The debate over sexuality in America has moved far beyond what behaviors are okay and what is off-limits.
Buried beneath, there is a deeper misunderstanding of what it means to be human.
The argument in our culture is about whether anything physical—i.e., our bodies—has anything to do with the way we should live our lives.
John Piper got to the heart of this issue earlier this month, discussing transgenderism and Laverne Cox' assertion to Time magazine that biological gender "doesn't necessarily mean anything inherently." (Of course, if you're a naturalist, the case could be made that your "inherent" sexual desires are just a physical as your genitalia—since they're the product of chemical reactions in the brain.)

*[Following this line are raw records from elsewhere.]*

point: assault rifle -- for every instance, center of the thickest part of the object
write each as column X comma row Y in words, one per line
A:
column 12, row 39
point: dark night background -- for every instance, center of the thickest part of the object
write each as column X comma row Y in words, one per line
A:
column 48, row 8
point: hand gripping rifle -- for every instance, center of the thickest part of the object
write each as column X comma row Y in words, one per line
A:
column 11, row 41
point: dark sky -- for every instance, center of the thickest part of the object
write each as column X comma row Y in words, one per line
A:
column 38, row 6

But the issue applies beyond transgenderism. Whether it's homosexuality, bisexuality, polygamy, polyamory, "throuples," or gender-questioning children, the LGBT worldview is this: your thoughts and feeling determine your reality.

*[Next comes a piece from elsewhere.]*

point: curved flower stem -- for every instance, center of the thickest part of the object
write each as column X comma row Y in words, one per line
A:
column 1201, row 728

21st century man—just like the gnostics before him—is attempting to divorce the physical body from reality itself.
That's why "natural marriage" arguments (e.g.: marriage should be defined as monogamous heterosexuality because that's what biology requires for reproduction), as sensible as they are, have fallen on mostly deaf ears.
So what part of daily life is reinforcing this perspective?
I daresay—to one degree or another—social media is partly to blame.